Now, we have an "Obscure Movies That You Should Watch" thread, and I know with some of the tastes on this board (myself included), there will likely be some crossover, but in this thread let's post the last movie you watched (or even the last few) and either write a short blurb, or post the trailer for it.
Naturally, I will kick things off.
Bicycle Thieves (1948 - Italy)
From IMDB: A poor young father in postwar-ravaged Rome who finally finds work putting up Rita Hayworth posters around town, only to have his precious bicycle stolen the first day on the job. In a light moment as the father and his young son chase after the thief, the boy attempts to relieve himself against a wall, and his father lets him know they don't have time for that. In another scene, the father tracks the thief into the kitchen of a brothel.

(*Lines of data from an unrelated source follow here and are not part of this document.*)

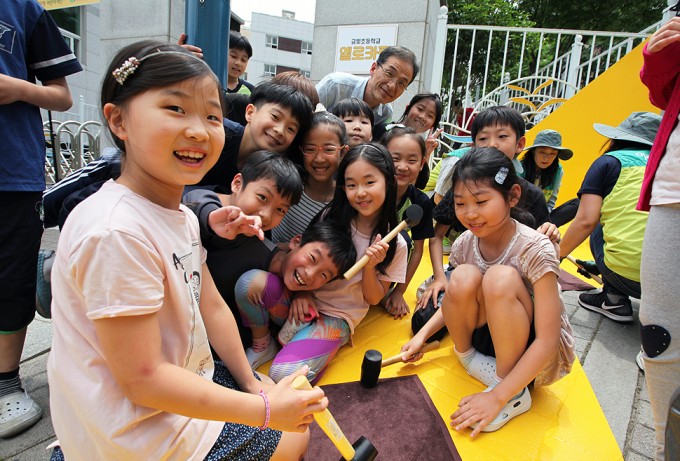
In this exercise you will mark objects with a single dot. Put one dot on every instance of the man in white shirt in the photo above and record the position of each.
(394, 70)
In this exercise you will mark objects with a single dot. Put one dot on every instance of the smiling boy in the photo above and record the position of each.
(320, 254)
(240, 52)
(277, 116)
(267, 187)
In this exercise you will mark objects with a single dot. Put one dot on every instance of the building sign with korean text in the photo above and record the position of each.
(57, 4)
(357, 47)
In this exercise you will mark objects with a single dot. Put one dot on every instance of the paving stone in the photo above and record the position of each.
(643, 440)
(644, 415)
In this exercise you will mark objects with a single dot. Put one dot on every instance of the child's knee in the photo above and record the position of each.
(464, 280)
(501, 281)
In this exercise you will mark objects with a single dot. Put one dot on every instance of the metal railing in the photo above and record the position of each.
(76, 145)
(486, 57)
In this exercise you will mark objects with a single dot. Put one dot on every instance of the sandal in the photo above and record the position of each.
(43, 289)
(18, 412)
(514, 407)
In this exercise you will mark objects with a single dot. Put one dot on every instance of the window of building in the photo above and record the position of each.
(68, 20)
(306, 48)
(272, 42)
(269, 70)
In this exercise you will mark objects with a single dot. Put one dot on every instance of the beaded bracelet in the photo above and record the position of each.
(267, 412)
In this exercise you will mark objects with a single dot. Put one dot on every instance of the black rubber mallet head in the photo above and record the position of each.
(413, 215)
(373, 363)
(361, 450)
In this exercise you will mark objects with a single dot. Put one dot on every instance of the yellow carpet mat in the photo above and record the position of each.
(565, 421)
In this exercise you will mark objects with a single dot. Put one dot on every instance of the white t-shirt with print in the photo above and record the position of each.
(121, 255)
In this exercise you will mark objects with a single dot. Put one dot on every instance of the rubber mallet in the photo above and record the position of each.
(361, 450)
(413, 215)
(373, 363)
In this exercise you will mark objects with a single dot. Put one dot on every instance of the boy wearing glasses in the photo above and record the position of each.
(389, 77)
(322, 147)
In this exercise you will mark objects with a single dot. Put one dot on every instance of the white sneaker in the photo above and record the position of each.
(258, 358)
(514, 407)
(640, 360)
(18, 412)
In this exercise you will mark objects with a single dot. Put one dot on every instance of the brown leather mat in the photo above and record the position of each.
(397, 417)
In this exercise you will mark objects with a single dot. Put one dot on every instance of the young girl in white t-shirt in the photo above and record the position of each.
(131, 374)
(502, 305)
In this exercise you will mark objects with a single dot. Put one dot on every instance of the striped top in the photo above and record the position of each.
(297, 219)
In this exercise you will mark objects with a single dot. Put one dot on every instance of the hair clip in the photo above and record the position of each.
(502, 174)
(124, 71)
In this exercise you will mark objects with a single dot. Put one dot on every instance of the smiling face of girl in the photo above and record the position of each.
(172, 135)
(422, 115)
(321, 153)
(365, 190)
(483, 209)
(408, 160)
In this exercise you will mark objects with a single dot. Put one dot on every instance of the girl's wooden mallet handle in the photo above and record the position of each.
(364, 259)
(397, 358)
(593, 276)
(327, 423)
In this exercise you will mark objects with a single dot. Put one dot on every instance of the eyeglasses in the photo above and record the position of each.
(391, 77)
(329, 151)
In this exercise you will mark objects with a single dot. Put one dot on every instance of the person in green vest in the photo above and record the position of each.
(606, 213)
(541, 167)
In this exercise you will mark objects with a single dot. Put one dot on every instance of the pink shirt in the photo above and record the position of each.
(660, 74)
(121, 255)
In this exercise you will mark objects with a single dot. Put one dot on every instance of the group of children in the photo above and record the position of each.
(166, 296)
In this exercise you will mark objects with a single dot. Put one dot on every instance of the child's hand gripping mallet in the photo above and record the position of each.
(584, 271)
(373, 363)
(413, 216)
(361, 450)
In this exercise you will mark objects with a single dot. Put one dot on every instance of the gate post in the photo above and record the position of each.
(574, 61)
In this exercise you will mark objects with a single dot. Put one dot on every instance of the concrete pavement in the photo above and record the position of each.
(606, 350)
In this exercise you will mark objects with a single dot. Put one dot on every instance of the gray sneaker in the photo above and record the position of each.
(621, 312)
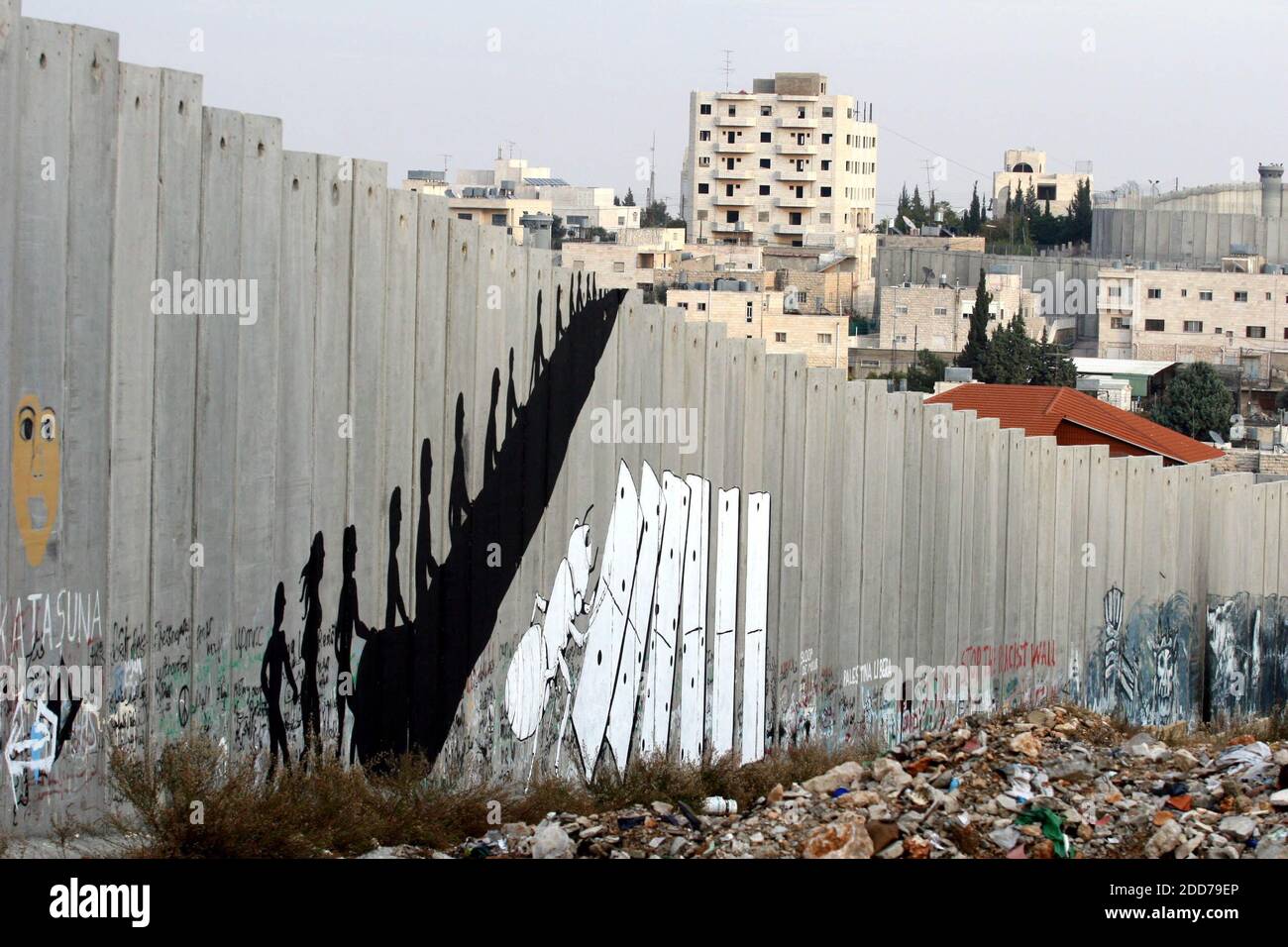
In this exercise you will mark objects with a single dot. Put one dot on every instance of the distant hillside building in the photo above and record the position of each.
(1025, 167)
(785, 163)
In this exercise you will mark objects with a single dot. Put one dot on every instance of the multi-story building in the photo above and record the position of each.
(1025, 167)
(938, 317)
(752, 313)
(1233, 316)
(784, 163)
(511, 188)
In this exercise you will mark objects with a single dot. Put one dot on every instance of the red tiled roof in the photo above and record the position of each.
(1041, 410)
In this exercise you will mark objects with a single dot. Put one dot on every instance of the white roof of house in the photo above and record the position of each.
(1120, 367)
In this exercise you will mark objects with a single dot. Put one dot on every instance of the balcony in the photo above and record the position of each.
(797, 123)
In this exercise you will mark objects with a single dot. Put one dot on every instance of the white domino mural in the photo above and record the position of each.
(645, 621)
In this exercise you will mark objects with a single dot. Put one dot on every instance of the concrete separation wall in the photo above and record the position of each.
(304, 464)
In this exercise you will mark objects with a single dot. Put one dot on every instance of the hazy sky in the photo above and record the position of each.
(1145, 90)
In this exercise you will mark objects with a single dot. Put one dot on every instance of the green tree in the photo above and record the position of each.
(925, 371)
(1051, 367)
(1196, 402)
(977, 339)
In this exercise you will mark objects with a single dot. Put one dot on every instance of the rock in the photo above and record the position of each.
(552, 841)
(841, 839)
(1145, 746)
(1275, 844)
(836, 777)
(1164, 840)
(1237, 826)
(1005, 838)
(885, 767)
(883, 834)
(1026, 744)
(1074, 771)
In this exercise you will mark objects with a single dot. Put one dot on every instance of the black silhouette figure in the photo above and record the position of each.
(347, 621)
(412, 673)
(490, 438)
(277, 657)
(511, 401)
(310, 579)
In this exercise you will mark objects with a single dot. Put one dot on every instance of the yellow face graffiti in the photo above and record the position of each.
(35, 475)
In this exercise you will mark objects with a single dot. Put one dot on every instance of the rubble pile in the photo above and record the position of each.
(1044, 784)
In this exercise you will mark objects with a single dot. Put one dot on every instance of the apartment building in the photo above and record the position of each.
(938, 317)
(1233, 316)
(511, 188)
(823, 341)
(1025, 167)
(785, 163)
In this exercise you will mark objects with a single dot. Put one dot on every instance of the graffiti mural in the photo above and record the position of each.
(35, 472)
(1140, 664)
(1247, 669)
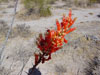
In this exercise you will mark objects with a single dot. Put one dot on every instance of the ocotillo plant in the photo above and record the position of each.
(53, 39)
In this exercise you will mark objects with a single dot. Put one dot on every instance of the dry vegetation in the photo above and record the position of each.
(19, 30)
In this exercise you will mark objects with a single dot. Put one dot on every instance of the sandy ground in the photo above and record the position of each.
(71, 60)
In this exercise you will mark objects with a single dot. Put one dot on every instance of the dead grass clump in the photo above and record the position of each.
(35, 9)
(93, 67)
(3, 1)
(22, 31)
(3, 28)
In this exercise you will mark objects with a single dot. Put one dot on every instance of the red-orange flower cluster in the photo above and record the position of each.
(54, 39)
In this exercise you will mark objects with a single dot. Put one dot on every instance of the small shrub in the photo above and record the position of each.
(45, 12)
(3, 1)
(37, 7)
(21, 30)
(3, 28)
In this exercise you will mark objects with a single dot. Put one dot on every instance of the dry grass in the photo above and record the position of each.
(19, 30)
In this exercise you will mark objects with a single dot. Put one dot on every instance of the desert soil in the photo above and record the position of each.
(83, 44)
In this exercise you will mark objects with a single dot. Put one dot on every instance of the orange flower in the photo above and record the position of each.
(54, 39)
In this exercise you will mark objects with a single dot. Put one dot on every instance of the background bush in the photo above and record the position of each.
(38, 7)
(3, 1)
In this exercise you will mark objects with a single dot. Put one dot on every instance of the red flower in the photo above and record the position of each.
(53, 39)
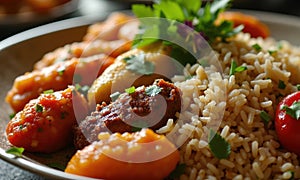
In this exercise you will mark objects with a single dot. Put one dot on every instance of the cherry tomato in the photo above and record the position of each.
(45, 124)
(141, 155)
(287, 127)
(251, 24)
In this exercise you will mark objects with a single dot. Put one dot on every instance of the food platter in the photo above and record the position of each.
(17, 57)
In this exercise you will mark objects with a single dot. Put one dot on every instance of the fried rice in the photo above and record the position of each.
(232, 104)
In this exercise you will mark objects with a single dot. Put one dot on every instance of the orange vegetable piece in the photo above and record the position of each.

I enjoyed it, and thought it was really well filmed. Quite depressing and does a solid job of making you empathize with the father. The ending is probably in the top 15 or so of most heartbreaking moments in film, in my opinion.
Lifeboat (1944 - USA)
From IMDB: In the Atlantic during WWII, a ship and a German U-boat are involved in a battle and both are sunk. The survivors from the ship gather in one of the boats. They are from a variety of backgrounds: an international journalist, a rich businessman, the radio operator, a nurse, a steward, a sailor and an engineer with communist tendencies. Trouble starts when they pull a man out of the water who turns out to be from the U-boat.
I'm a moderate Hitchcock fan, but this is one of my favourite works of his. Some of the dynamics between the characters on board were great, but you can definitely tell it was an "old school" style of film. Some of the accents were pretty poor, but the intensity of some of the dialogue was solid.
Sophie Scholl: The Final Day (2005 - Germany)
From IMDB: The Final Days is the true story of Germany's most famous anti-Nazi heroine brought to life. Sophie Scholl is the fearless activist of the underground student resistance group, The White Rose. Using historical records of her incarceration, the film re-creates the last six days of Sophie Scholl's life: a journey from arrest to interrogation, trial and sentence in 1943 Munich. Unwavering in her convictions and loyalty to her comrades, her cross-examination by the Gestapo quickly escalates into a searing test of wills as Scholl delivers a passionate call to freedom and personal responsibility that is both haunting and timeless.
As most of you know, I'm a pretty big history fan, and historically accurate movies are like a blowjibber for my mind. This is one of them. As far as I can tell, this film stays ridiculously true to what actually happened, utilizing transcripts even, and is vying for the title of "Current Favourite Movie" of mine. Intriguing story, and shit is it told well. It has always been my belief that Germans are some of the best filmmakers in the world (Russians are close, too). This is a must watch for anyone interested in small cell resistant movements, World War Two in general, or international film.